So you’re given the opportunity to invent money. Sounds pretty cool right? But with all that power comes great responsibility, especially for a dummy like you.
We’re talking about the here and now remember, the 21st century, a digital age. Not the 12th century when money was first invented. Let’s not get into the debate about how and where money was first invented and used, by the way, we haven’t got time for that.
Bitcoin is a bit like being given that opportunity all over again or taking part in it at least. From conception and initial buy-in, to where we are today, the Bitcoin revolution has been pretty rapid, taking the world by storm and giving more than a few scares to shot callers and money men the world over. See, people fear what they don’t understand. They also fear change. For a lot of people, Bitcoin is just that, a change. A leap into the unknown towards something that is misunderstood.
There are some common elements with money in general, that make Bitcoin all the more understandable and recognizable. If you’ve kept up so far, read on to find out a little more about those common elements.
It all starts with agreeing on a value, think you can do that?
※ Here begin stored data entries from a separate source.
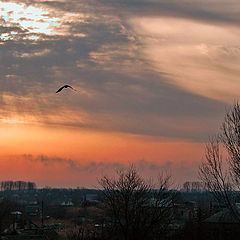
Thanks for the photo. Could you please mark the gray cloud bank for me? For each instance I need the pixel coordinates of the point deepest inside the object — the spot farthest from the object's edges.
(99, 55)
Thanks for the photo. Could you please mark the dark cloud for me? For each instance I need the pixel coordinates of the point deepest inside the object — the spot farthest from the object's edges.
(94, 167)
(100, 56)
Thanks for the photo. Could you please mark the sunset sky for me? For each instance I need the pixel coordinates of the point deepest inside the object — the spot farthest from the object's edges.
(153, 78)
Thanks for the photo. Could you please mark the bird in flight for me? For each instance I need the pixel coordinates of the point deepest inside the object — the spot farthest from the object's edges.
(65, 86)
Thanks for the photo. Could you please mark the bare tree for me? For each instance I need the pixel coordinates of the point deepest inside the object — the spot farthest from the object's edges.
(138, 208)
(223, 152)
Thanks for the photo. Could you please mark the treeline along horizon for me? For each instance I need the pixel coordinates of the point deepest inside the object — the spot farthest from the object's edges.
(17, 185)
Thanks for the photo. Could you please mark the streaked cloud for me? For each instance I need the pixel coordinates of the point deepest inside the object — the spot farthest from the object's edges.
(155, 69)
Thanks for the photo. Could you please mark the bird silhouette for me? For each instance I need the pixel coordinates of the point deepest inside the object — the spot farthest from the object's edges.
(65, 86)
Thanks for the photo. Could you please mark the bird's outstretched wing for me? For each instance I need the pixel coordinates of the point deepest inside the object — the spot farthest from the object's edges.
(60, 89)
(65, 86)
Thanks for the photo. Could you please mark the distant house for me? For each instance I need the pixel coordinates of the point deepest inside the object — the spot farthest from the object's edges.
(222, 225)
(67, 203)
(32, 210)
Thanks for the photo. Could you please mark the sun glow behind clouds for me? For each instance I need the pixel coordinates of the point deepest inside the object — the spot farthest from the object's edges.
(33, 21)
(11, 121)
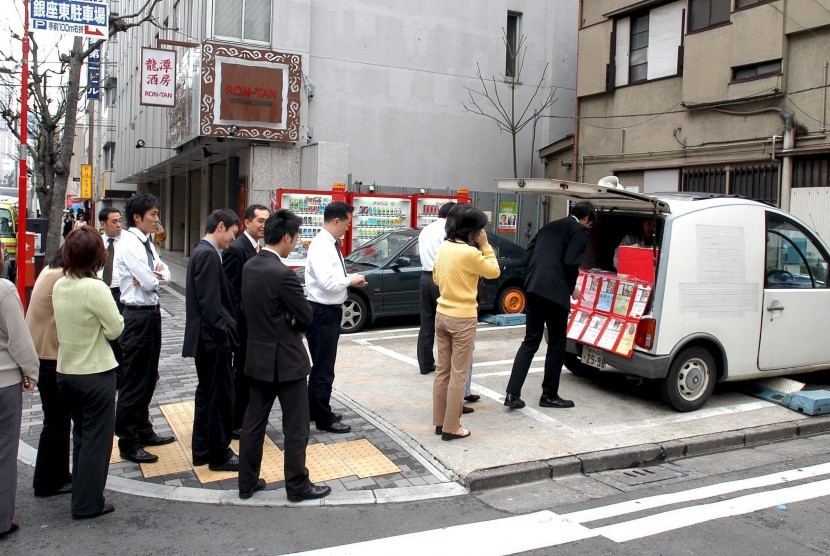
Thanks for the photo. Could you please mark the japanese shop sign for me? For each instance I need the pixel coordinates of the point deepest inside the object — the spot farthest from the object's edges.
(75, 17)
(158, 77)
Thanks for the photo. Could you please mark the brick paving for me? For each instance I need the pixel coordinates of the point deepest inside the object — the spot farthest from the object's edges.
(177, 383)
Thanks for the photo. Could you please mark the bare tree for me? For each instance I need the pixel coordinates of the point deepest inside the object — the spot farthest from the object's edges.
(55, 116)
(488, 102)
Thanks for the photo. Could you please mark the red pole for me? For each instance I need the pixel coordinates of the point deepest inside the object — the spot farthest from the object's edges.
(22, 253)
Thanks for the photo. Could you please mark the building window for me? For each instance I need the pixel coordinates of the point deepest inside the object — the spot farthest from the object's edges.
(243, 20)
(638, 54)
(512, 43)
(707, 13)
(755, 71)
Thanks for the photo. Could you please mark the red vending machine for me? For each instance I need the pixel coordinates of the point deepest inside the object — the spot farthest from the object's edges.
(376, 214)
(309, 206)
(426, 207)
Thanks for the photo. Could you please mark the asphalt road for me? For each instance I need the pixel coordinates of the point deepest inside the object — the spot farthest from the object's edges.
(694, 506)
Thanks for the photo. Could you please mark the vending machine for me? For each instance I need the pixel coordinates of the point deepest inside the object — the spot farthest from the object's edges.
(426, 207)
(376, 214)
(309, 206)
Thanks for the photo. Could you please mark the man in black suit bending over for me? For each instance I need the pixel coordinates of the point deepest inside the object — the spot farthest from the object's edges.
(277, 312)
(233, 259)
(552, 267)
(209, 336)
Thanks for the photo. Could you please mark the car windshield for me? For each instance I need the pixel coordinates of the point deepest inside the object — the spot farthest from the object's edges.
(378, 251)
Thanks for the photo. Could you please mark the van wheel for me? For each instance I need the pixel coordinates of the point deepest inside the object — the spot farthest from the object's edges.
(577, 367)
(512, 300)
(355, 314)
(690, 381)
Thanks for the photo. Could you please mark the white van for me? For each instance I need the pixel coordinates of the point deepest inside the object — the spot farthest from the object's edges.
(740, 289)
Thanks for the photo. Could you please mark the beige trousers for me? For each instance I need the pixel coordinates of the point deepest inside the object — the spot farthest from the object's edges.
(456, 340)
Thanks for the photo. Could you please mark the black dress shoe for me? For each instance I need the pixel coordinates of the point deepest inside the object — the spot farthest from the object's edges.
(108, 508)
(139, 455)
(260, 485)
(157, 440)
(312, 492)
(65, 489)
(230, 464)
(555, 401)
(337, 427)
(513, 401)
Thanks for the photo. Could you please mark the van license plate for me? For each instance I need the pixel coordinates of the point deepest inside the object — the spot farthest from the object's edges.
(593, 357)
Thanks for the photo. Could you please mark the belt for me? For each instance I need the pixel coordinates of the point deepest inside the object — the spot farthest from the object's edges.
(156, 308)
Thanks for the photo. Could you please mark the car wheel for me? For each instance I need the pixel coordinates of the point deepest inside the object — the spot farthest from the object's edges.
(512, 300)
(577, 367)
(355, 314)
(691, 380)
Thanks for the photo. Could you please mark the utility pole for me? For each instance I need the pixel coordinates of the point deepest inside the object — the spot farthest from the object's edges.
(22, 253)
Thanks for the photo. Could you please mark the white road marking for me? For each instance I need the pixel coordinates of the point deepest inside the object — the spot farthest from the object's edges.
(544, 529)
(701, 493)
(682, 417)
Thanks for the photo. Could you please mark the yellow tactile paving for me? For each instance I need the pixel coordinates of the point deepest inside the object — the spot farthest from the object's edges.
(325, 465)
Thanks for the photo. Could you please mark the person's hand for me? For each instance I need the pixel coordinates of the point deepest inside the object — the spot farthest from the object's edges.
(357, 280)
(481, 238)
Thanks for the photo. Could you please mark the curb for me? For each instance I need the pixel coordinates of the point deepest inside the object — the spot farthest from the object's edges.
(634, 456)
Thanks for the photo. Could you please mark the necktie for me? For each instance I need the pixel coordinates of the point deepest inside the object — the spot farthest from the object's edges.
(110, 258)
(340, 256)
(149, 255)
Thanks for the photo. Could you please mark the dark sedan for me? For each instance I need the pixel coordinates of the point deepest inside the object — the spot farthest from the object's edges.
(392, 267)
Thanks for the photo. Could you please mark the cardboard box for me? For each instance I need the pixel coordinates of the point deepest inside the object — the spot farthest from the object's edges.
(637, 262)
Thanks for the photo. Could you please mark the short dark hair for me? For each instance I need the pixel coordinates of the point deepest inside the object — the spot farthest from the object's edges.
(337, 209)
(463, 221)
(583, 209)
(445, 209)
(104, 213)
(225, 216)
(250, 212)
(138, 205)
(83, 253)
(280, 223)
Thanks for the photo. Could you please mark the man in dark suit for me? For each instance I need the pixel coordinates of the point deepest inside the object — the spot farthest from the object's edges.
(209, 336)
(277, 312)
(233, 259)
(552, 267)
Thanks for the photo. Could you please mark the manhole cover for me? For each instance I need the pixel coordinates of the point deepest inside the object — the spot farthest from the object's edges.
(644, 475)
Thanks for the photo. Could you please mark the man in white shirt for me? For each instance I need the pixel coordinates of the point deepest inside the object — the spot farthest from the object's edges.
(429, 240)
(140, 272)
(327, 283)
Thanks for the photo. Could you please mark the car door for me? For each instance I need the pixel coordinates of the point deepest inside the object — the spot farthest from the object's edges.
(401, 283)
(796, 298)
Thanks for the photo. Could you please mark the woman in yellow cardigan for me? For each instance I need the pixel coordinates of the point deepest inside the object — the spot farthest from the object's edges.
(86, 317)
(465, 256)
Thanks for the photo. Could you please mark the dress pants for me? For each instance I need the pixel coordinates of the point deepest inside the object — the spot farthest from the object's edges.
(456, 340)
(141, 346)
(52, 463)
(322, 337)
(541, 311)
(11, 409)
(426, 334)
(294, 405)
(240, 381)
(213, 411)
(91, 400)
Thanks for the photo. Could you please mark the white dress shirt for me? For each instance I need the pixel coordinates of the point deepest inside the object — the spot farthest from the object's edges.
(429, 240)
(326, 281)
(116, 278)
(131, 262)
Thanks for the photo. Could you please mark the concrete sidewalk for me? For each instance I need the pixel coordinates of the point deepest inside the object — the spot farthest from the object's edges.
(615, 424)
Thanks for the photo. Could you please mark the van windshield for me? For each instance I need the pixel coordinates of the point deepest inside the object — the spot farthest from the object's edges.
(6, 224)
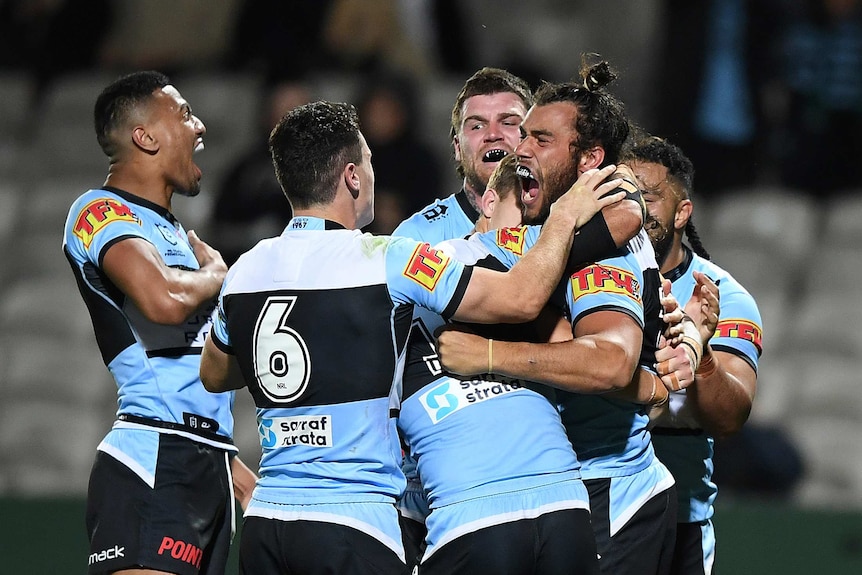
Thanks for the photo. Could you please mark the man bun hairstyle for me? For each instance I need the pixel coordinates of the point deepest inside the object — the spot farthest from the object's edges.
(118, 100)
(601, 119)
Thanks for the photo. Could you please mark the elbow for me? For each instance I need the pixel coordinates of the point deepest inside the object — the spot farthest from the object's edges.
(525, 310)
(166, 311)
(212, 384)
(730, 424)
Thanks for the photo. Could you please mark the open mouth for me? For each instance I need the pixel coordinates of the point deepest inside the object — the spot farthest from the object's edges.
(529, 185)
(494, 155)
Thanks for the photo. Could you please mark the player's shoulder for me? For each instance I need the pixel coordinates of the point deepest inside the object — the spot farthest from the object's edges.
(94, 211)
(435, 221)
(726, 282)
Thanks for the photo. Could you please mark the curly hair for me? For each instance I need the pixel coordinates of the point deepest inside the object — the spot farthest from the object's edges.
(680, 170)
(601, 119)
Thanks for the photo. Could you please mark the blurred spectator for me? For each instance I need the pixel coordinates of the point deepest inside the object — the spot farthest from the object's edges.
(407, 171)
(716, 66)
(368, 35)
(280, 38)
(823, 75)
(250, 204)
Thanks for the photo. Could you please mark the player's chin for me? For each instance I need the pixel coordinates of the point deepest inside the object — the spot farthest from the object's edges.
(190, 190)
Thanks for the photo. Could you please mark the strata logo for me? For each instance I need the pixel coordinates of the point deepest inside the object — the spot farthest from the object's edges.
(307, 430)
(182, 551)
(453, 395)
(439, 402)
(114, 553)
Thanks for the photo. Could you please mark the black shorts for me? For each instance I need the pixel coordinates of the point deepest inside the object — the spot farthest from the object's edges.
(413, 537)
(691, 541)
(556, 543)
(645, 543)
(184, 524)
(274, 547)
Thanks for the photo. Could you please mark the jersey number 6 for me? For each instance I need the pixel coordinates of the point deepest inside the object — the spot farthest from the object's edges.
(282, 364)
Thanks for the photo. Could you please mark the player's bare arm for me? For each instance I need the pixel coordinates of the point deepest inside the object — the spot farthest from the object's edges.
(624, 219)
(219, 370)
(243, 481)
(163, 294)
(601, 358)
(723, 392)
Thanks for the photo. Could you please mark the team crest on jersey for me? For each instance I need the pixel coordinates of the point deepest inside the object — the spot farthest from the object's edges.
(605, 279)
(512, 239)
(426, 266)
(741, 329)
(435, 212)
(98, 214)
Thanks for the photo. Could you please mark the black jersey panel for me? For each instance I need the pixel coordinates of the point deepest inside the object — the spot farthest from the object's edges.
(328, 346)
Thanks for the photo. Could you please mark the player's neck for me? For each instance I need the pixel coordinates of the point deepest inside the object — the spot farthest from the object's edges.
(143, 187)
(675, 257)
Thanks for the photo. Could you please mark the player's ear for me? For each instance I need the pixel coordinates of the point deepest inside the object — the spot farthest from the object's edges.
(144, 139)
(351, 179)
(682, 214)
(488, 202)
(591, 158)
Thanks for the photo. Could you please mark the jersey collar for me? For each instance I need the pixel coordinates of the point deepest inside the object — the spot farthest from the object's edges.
(466, 206)
(312, 223)
(680, 270)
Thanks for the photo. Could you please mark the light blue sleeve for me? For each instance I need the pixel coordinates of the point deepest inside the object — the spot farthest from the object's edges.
(417, 273)
(612, 284)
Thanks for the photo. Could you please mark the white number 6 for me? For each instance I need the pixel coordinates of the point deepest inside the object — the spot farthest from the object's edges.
(281, 361)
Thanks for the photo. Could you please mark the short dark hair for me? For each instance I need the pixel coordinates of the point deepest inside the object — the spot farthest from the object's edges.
(310, 146)
(116, 102)
(601, 119)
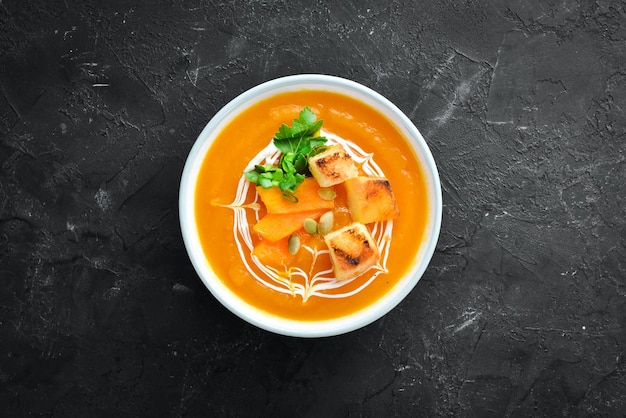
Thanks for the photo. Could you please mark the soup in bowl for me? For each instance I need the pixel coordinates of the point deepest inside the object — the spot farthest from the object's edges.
(310, 206)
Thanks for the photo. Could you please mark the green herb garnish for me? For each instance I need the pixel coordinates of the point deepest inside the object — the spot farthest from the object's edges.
(297, 144)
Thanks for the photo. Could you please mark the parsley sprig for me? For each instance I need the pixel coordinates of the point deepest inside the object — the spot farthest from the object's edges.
(297, 144)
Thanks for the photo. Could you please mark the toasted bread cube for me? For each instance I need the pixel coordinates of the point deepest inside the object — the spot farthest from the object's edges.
(332, 166)
(352, 250)
(371, 199)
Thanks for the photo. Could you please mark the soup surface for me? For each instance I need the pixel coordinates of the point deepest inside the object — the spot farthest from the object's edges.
(218, 218)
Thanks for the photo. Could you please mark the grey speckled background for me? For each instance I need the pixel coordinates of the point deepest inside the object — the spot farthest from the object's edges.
(522, 311)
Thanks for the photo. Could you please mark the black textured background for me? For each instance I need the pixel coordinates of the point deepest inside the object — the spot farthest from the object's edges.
(522, 311)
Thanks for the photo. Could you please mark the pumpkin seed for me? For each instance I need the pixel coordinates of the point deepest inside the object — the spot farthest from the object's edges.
(326, 193)
(327, 221)
(310, 226)
(293, 245)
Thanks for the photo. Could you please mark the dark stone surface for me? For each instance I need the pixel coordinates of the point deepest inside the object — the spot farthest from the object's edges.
(522, 311)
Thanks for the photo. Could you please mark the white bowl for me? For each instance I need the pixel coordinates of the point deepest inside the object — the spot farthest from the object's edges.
(261, 318)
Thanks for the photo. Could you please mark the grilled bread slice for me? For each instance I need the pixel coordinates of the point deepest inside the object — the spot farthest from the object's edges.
(332, 166)
(370, 199)
(352, 250)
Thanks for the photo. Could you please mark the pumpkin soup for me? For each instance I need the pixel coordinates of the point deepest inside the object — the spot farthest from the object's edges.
(279, 258)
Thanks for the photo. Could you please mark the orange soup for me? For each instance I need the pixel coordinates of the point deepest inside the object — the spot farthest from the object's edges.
(221, 175)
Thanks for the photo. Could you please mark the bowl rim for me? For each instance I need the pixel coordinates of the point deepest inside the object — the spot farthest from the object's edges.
(266, 320)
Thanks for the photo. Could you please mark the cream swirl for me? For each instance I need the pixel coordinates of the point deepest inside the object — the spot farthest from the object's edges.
(295, 280)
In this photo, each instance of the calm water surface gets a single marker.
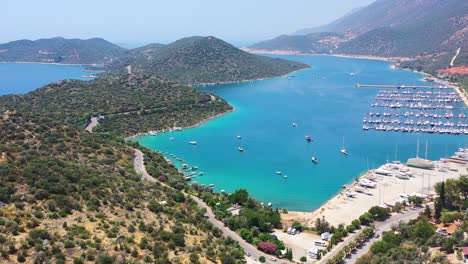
(324, 102)
(20, 78)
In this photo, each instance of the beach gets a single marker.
(343, 210)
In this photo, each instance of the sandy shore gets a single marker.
(343, 209)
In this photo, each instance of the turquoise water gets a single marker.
(324, 102)
(20, 78)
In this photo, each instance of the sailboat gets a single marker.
(396, 151)
(343, 149)
(419, 162)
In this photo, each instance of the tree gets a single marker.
(379, 213)
(321, 225)
(422, 229)
(267, 247)
(380, 247)
(240, 196)
(415, 200)
(366, 218)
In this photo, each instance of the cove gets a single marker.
(21, 78)
(325, 103)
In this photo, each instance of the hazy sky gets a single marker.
(143, 21)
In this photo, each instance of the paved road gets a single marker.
(248, 248)
(383, 227)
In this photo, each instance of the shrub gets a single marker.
(267, 247)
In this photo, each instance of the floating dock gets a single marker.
(386, 86)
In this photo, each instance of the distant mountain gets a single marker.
(417, 28)
(138, 56)
(332, 27)
(429, 31)
(60, 50)
(311, 43)
(198, 60)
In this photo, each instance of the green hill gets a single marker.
(60, 50)
(69, 196)
(311, 43)
(198, 60)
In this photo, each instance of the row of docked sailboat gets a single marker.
(413, 122)
(420, 114)
(408, 129)
(418, 105)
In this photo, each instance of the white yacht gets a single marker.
(343, 149)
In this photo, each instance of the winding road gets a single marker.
(248, 248)
(380, 227)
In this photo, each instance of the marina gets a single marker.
(274, 132)
(438, 111)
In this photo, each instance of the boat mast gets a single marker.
(417, 149)
(426, 151)
(396, 150)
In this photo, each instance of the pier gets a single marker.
(387, 86)
(418, 111)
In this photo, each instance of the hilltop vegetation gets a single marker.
(60, 50)
(130, 103)
(70, 196)
(201, 60)
(321, 43)
(428, 31)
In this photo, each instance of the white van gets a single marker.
(320, 243)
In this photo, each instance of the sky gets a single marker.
(147, 21)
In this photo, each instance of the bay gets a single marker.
(21, 78)
(325, 103)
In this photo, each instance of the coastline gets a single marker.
(155, 132)
(286, 52)
(249, 80)
(457, 88)
(344, 209)
(45, 63)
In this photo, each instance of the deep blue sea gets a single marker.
(20, 78)
(325, 104)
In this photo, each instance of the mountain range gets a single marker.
(425, 30)
(60, 50)
(198, 60)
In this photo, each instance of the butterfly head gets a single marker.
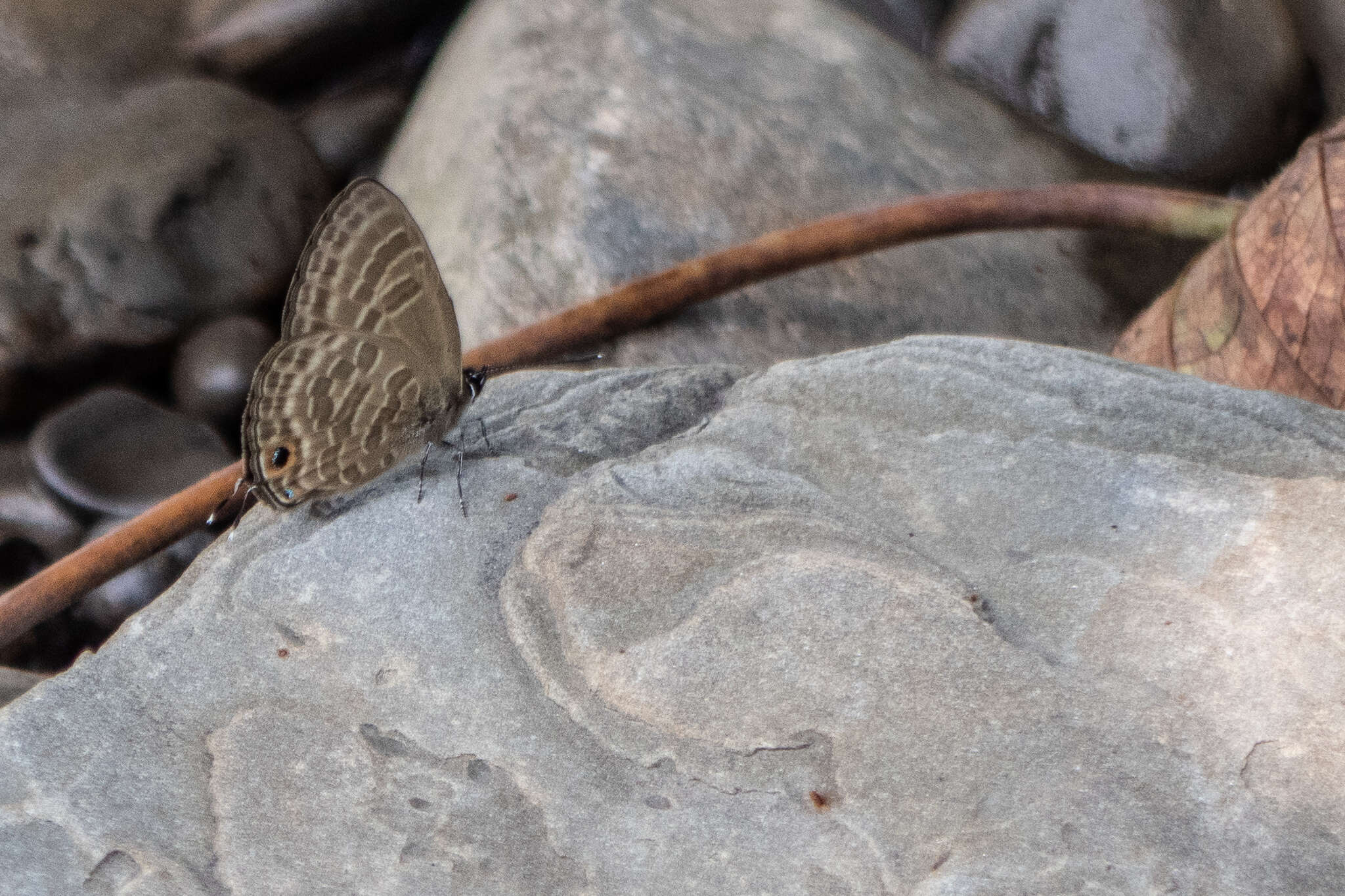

This agreement is pretty essential to the process if people are going to be able to trade with each other, especially if they’re trading with people halfway around the world. Without an agreement, the new currency would become a free for all. Anarchy is pretty cool in theory, but in reality, well, it’s just plain anarchy.
First things first, let’s forget about coins and paper notes. They’re dead in the water.
Bitcoin is an agreed system for trading value, in a digital format. It just makes sense in this digital age to do it like this. Using the word coin will help your little brain remember we’re dealing with money here. You’re welcome.
Every person who trades using Bitcoin has their own personalized address, ID or rubber stamp even, which identifies and defines them as an individual and allows them to send and receive this new form of ‘money’. Getting it yet?
To make matters a little easier to understand for you, an individual’s address, ID or rubber stamp is referred to as their wallet. Kind of neat really isn’t it? How it all ties in with the money theme, almost like that’s the whole point of it.
The Block Chain
Now with everyone holding their own value in their own little wallets, how is anyone supposed to keep track of anything? This is where the Block Chain comes in. By monitoring crypto signals, The Block Chain keeps track of all Bitcoin transactions ever made. It’s like a great big huge book of ledgers. Kind of similar to how folks went about their business in the Old Testament, but kind of different too. Forget that reference actually, no one wants to confuse you.
Now, where’s there money involved, there’s inevitably going to be people trying to operate in the shadows, or trying to claim that they have more value than others. Pesky internet robbers. You can imagine them dressed up with black and white prison-issue sweaters and a swag bag if you like, but it’s probably some kid in his Iron Man pyjamas. So how do you stop these would be thieves? How do you ensure that they operate within the rules? The internet can be a pretty shady place at times, and now there’s money involved, it could potentially be a bit of a minefield. So this is where we get the miners in.
Miners are real people all over the world, who are paid in Bitcoin for trawling through the ledger, in order to make sure that each and every transaction is conducted fairly and that every trader is as worth as much as they claim to be worth. Miners do not necessarily need to wear hard hats and carry torches, although perhaps some of them choose to do just that.
Decentralized Digital Currency
Once the miners are set to work, monitoring the transactions, you’ve just about cracked it. That opportunity to invent money you were hypothetically tasked with? You’ve cracked it. That’s what Bitcoin is, a decentralized digital currency. Now, go make some money, dummy.